In the latest episode of the Bitcoin & Co. podcast, Leo Wandersleb spoke about the need for better custody solutions for Bitcoin users and much-needed improvements with regard to Bitcoin wallets. He noted that,
“The goal is to avoid exit scans and to a avoid major flaws that would make all the users of a certain wallet vulnerable to some backdoors that get injected by the provider or by somebody who has the means to add her attack through maybe some libraries that are used in that wallet, etc.”
The now infamous Mt. Gox incident in which over $450 million worth of Bitcoin was stolen/lost continues to be one of the darkest moments in the cryptocurrency world. Wandersleb noted that such catastrophes are very likely to even happen in the Bitcoin wallet ecosystem if security concerns aren’t addressed. He pointed out that,
“What happened with Mt.
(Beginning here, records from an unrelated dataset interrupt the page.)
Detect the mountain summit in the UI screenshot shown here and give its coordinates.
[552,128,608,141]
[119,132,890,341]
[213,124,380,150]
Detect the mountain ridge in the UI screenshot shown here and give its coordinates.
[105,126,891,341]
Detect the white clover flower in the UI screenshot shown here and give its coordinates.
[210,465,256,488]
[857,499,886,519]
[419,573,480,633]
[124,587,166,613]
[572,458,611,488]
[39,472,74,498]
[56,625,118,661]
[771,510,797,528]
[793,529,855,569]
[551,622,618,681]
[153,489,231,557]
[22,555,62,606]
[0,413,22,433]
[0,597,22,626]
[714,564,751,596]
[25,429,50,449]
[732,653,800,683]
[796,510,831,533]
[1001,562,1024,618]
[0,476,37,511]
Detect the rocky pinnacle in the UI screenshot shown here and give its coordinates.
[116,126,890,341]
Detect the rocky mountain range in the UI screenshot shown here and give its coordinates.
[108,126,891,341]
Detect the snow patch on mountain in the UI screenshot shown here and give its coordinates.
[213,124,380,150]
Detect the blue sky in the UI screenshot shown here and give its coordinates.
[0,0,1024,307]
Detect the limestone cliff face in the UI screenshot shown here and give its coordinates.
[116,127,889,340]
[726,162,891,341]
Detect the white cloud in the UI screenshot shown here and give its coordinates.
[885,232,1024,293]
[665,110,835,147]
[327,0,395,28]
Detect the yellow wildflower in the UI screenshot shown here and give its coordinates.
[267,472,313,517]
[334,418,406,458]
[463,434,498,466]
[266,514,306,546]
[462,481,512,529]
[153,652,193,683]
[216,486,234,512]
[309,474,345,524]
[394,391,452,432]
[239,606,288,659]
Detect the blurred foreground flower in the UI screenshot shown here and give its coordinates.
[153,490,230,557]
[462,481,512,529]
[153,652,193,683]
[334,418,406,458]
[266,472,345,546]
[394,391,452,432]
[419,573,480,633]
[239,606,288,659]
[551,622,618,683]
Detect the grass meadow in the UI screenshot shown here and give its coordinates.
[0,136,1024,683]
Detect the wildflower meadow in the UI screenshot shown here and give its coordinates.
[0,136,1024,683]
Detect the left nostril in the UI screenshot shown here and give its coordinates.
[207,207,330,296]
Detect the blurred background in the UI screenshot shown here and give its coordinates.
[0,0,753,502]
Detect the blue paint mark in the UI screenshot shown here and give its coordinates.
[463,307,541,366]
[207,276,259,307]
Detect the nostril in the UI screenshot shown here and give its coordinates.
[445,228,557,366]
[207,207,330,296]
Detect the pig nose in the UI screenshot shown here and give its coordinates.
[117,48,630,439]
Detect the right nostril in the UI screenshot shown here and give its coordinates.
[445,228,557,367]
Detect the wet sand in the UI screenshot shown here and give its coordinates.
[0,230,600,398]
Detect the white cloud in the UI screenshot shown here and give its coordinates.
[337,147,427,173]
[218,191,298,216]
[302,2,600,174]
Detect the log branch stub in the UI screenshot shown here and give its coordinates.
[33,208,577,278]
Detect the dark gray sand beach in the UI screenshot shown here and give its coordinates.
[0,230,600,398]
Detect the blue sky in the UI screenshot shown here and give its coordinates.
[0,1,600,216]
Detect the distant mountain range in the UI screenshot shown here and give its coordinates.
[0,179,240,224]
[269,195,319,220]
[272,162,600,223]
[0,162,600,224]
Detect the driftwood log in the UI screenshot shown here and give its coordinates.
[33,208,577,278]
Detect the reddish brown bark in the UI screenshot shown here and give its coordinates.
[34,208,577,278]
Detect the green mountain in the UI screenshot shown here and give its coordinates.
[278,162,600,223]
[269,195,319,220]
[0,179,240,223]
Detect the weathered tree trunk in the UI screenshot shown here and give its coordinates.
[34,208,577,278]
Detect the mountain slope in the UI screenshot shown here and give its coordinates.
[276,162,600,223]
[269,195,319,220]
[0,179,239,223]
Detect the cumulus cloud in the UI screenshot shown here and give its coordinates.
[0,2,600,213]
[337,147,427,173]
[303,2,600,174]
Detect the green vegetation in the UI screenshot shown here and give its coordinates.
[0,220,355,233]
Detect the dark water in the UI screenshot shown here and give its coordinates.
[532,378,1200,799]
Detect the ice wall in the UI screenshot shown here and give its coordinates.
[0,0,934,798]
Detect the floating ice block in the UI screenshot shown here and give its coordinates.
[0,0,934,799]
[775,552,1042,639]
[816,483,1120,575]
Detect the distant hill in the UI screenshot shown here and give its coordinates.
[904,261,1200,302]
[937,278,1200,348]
Gox. but also with other smaller wallets where hundreds of millions of dollars were lost and never to be recovered and I think something like that will also happen in the wallet space.”
During the course of Bitcoin’s history one of the most promising characteristics that have been widely discussed its ability to be a truly independent system of finance, with no external entity holding the reins.
When it comes to hacks and cases of theft, the Bitcoin landscape has seen significant improvement over the past year. However, recent reports from KPMG also suggest that a lack of adequate safeguards is also, in turn, becoming a barrier for greater institutional adoption.
While this advanced level of self-sovereignty is a much needed and welcome change for many users, it also adds high levels of responsibility to the user. Wandersleb noted,
“In Bitcoin, we tell people, be your own bank, but being your own bank is a responsibility that not everybody is up to. So I want to make more wallets capable of keeping the Bitcoins safe by making them transparent to the security researchers.”